CD39 is a molecule involved in chronic immune cell stimulation and is usually up-regulated in a variety of malignant solid tumors, the level of expression of which is related to the stage and severity of the disease.

In this study, 9 out of 24 lung cancer patients and 21 of 42 colorectal cancer patients, two types of TIL cells with different sensitivity to cancer were found, one of which is different from tumor-specific CD8 + TIL. They do not express CD39 molecules.

After transcriptome analysis, the researchers found that the level of CD39+CD8+ TIL expression-related genes is associated with cell proliferation and depletion, which is the T cell characteristic of chronic antigen stimulation. In addition, CD39+ CD8+ TIL isolated from lung cancer and colorectal cancer tumor tissues showed phenotypic and functional depletion characteristics.

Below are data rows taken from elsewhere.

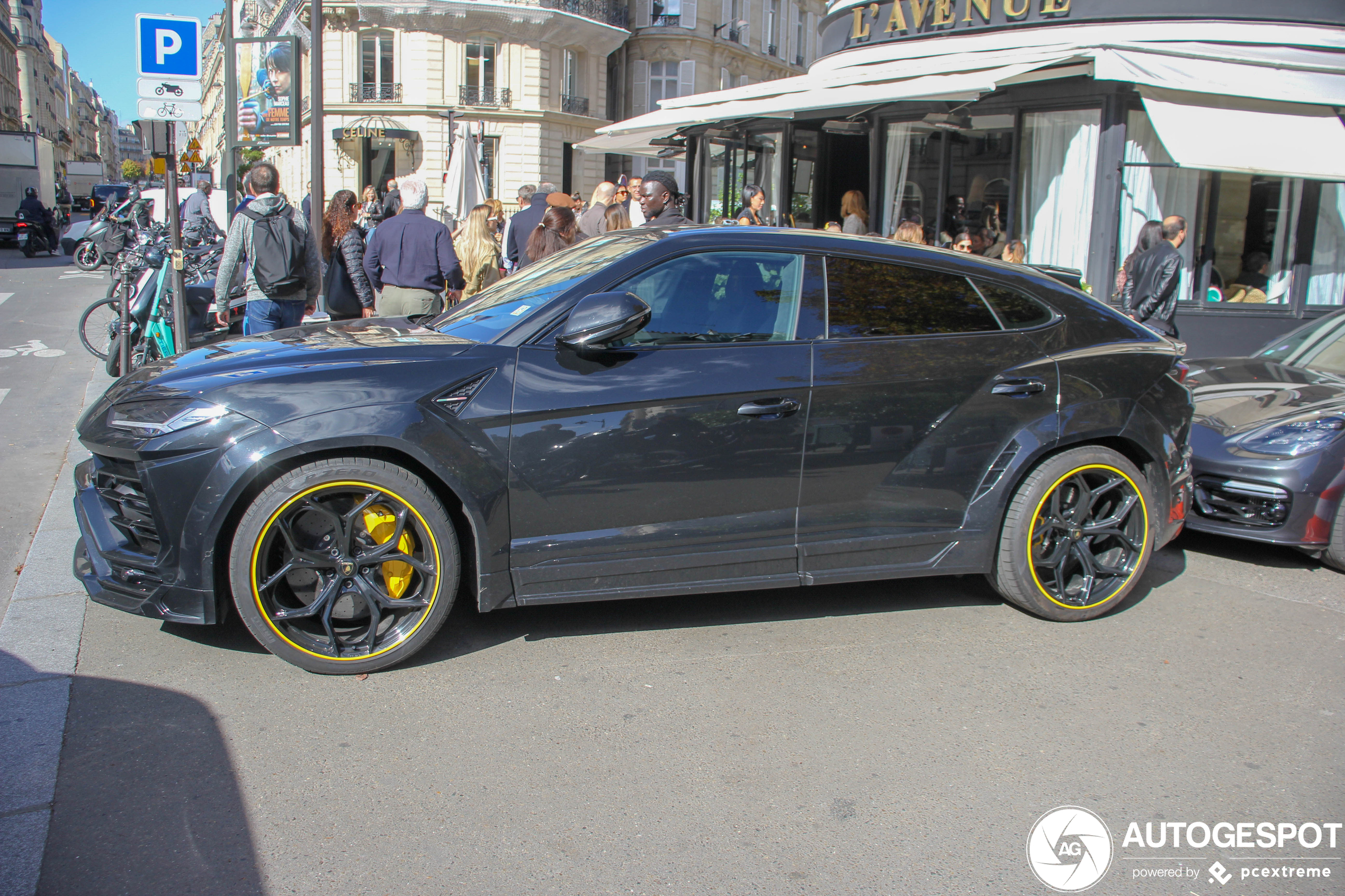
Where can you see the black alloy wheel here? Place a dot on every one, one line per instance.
(98, 327)
(1077, 535)
(345, 566)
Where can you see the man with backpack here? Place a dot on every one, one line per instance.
(284, 275)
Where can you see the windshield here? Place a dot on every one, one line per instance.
(1317, 347)
(495, 310)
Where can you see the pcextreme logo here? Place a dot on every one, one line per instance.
(1070, 849)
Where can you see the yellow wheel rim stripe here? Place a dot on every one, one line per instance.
(265, 528)
(1036, 515)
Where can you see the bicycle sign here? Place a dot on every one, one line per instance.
(34, 347)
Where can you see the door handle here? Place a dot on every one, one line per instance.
(770, 409)
(1019, 388)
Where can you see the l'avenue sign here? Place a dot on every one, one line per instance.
(865, 23)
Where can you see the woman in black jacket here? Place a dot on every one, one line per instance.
(347, 291)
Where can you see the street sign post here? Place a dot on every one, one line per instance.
(167, 46)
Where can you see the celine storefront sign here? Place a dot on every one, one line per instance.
(857, 26)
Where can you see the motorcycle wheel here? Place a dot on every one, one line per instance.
(88, 256)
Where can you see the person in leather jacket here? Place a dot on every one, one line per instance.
(1150, 292)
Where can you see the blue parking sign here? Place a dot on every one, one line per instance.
(168, 46)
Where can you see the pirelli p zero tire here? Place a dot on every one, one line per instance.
(1077, 537)
(345, 566)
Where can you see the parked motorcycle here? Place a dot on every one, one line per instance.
(33, 234)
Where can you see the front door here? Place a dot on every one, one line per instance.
(918, 390)
(670, 464)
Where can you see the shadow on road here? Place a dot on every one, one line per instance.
(469, 632)
(147, 801)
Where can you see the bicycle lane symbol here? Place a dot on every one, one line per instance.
(34, 347)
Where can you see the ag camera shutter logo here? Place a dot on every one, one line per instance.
(1070, 849)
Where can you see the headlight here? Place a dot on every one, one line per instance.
(1297, 437)
(158, 417)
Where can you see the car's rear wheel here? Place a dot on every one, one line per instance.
(1077, 535)
(345, 566)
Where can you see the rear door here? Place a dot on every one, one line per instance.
(919, 387)
(671, 465)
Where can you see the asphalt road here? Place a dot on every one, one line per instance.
(877, 738)
(41, 298)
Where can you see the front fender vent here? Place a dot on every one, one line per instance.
(456, 398)
(992, 478)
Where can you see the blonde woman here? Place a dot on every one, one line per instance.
(478, 251)
(855, 213)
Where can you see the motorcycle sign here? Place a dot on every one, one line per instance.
(168, 89)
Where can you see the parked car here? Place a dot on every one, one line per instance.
(648, 413)
(1269, 442)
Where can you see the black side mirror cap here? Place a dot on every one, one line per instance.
(603, 319)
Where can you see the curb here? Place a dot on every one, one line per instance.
(39, 647)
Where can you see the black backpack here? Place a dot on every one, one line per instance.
(277, 263)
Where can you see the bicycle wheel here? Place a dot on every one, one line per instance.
(98, 327)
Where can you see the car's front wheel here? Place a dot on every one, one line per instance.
(345, 566)
(1077, 535)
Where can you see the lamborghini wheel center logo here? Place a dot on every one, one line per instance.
(1070, 849)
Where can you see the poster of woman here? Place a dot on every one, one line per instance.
(267, 92)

This indicates that the activity of these tumor invasive T cells is inhibited, but the anticancer ability still exists. Therefore, there is only one difference between immune cells and anticancer to rescue tumor suppression, and immune checkpoint inhibitor (PD-1) /L1) Don't let it happen.

A colorectal cancer patient experienced a rapid immune response after receiving the PD-1 antibody Keytruda (pembrolizumab).

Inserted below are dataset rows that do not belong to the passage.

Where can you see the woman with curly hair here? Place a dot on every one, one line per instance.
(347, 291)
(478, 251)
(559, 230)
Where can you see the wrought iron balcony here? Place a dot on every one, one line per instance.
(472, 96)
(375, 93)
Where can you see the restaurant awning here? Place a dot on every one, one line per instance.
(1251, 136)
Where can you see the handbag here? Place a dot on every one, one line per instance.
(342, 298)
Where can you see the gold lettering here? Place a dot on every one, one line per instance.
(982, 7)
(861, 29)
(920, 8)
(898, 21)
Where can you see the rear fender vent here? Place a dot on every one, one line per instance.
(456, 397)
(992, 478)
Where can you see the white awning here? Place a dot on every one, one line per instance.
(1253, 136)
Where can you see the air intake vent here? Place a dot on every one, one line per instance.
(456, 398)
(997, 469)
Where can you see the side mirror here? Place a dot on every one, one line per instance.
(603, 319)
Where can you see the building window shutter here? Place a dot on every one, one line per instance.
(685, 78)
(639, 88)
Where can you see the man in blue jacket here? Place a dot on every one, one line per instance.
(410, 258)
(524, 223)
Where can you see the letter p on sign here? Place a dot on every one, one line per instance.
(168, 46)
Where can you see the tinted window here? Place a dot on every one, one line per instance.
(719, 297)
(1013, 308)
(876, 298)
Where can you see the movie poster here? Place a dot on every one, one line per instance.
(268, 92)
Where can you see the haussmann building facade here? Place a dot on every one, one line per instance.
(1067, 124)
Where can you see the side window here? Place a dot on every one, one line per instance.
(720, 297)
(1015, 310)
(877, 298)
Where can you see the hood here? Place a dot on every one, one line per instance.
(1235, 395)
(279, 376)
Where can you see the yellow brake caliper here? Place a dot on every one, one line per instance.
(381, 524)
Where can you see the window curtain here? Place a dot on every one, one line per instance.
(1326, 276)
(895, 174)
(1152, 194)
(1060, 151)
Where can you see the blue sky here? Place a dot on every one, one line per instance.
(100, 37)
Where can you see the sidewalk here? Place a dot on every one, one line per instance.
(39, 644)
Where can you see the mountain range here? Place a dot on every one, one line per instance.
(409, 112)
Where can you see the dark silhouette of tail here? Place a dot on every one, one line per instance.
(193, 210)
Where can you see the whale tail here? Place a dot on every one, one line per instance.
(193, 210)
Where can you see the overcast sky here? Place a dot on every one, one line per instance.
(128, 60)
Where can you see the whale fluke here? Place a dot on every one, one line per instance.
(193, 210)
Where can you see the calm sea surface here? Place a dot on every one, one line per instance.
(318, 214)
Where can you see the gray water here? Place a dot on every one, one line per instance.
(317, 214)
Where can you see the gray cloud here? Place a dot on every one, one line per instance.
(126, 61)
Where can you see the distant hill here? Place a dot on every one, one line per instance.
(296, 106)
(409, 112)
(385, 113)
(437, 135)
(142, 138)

After analyzing its peripheral blood, the researchers found that CD8+ TIL in peripheral blood of patients highly expressed CD39. That is, changes in CD39+ CD8+ TIL cells in peripheral blood can predict whether a patient can benefit from PD-1 antibody immunotherapy.

In addition, as explained by Newell, the cd39 antibody expression level of CD8 + TIL in 50% of EGFR-mutant lung cancer patients is very low and almost impossible to find, which is the same as the low response rate of patients with PD-1 antibody immunotherapy. Closely related.

Therefore, this new finding may be important for the treatment of such tumors, and CD39 may be a predictive biomarker for tumor-specific CD8 + TIL and patient response to CD8 + TIL-directed cancer immunotherapy.

Currently, in addition to testing whether CD39 can be a useful biomarker, Newell and colleagues are also investigating other cancer types and TILs, such as CD4+ T cells, to determine if similar principles apply.

In conclusion, whether CD8+ TIL cells express CD39 or predict the patient's response to PD-1 antibody therapy is of great help in screening TIL and CAR-T cells for screening for more potential anti-cancer T cells. Further expand the population benefiting from immunotherapy.